Following the development of Bioacoustics and Acoustic Ecology, now consolidated in the emerging field of Ecoacoustics, natural and anthropogenic sounds are recognized as ecological indicators and as essential drivers of several ecological processes in terrestrial and aquatic ecosystems. Now we consider the soundscape, in its strict description, as the result of human perception, and the acoustic environment, that exceeds the human hearing limits, extending into the realm of vibrations, infrasounds, and ultrasounds, even in water and below the threshold level of human perception. However, the term soundscape is often used in its broadest significance, largely exceeding human hearing and interpretation.
This discipline still requires continuous development, in theory, models, and methods, to connect Bioacoustics to Ecoacoustics and Ecology for environment management by providing robust ecological indicators in both the short and long time, in small areas as well as in wide ecological regions.
The use of ecoacoustic indicators, or indices, is still in its infancy. The emerging computational bioacoustics/ecoacoustics is slowly providing new tools to recognize specific sounds (species identification) and to generate global indices to robustly describe ecosystem by identifying sonotopes and acoustic communities.
However, a widely accepted protocol for data acquisition and processing is still undefined, as well as it is not clear how to connect some indices to ecosystem structures and processes.

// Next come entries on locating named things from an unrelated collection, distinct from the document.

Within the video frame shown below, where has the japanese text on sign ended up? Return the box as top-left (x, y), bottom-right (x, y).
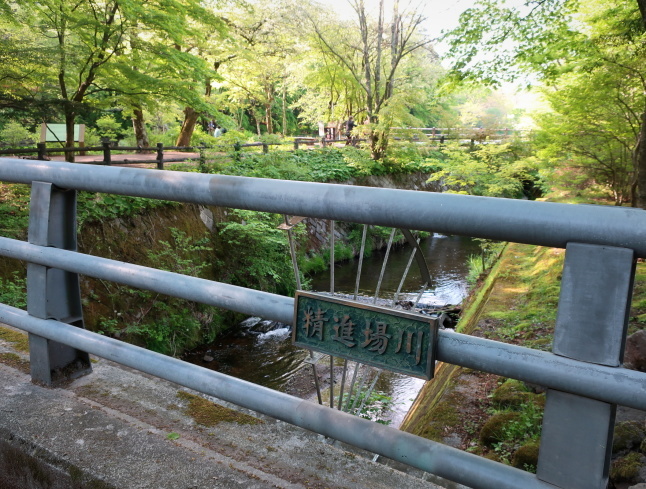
top-left (292, 291), bottom-right (438, 379)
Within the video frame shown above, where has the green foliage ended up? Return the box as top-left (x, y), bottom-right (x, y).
top-left (98, 228), bottom-right (222, 355)
top-left (0, 272), bottom-right (27, 309)
top-left (216, 209), bottom-right (296, 295)
top-left (96, 114), bottom-right (123, 141)
top-left (384, 136), bottom-right (442, 173)
top-left (148, 228), bottom-right (213, 277)
top-left (467, 238), bottom-right (505, 285)
top-left (0, 122), bottom-right (36, 148)
top-left (481, 402), bottom-right (543, 464)
top-left (294, 148), bottom-right (365, 182)
top-left (428, 144), bottom-right (539, 198)
top-left (343, 390), bottom-right (395, 425)
top-left (0, 183), bottom-right (31, 238)
top-left (77, 192), bottom-right (176, 228)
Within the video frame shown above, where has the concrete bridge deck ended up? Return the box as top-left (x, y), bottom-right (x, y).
top-left (0, 324), bottom-right (462, 489)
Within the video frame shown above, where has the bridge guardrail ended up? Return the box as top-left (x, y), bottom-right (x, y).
top-left (0, 159), bottom-right (646, 489)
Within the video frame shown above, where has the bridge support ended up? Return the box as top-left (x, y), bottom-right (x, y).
top-left (537, 243), bottom-right (635, 489)
top-left (27, 182), bottom-right (92, 386)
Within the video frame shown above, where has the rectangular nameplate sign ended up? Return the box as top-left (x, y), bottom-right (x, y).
top-left (292, 291), bottom-right (438, 380)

All these advances support the development of the soundscape conservation issue and the study of the noise pollution effects on the health of ecosystems and of human beings.
The acoustic quality of the environment in wild and remote ecosystems, and in human-impacted areas, represents a value to be preserved and improved for the well-being of animals and humans. To conclude, we need to establish largely accepted and robust protocols to describe the evolution of sonosystems locally and globally to support nature conservation.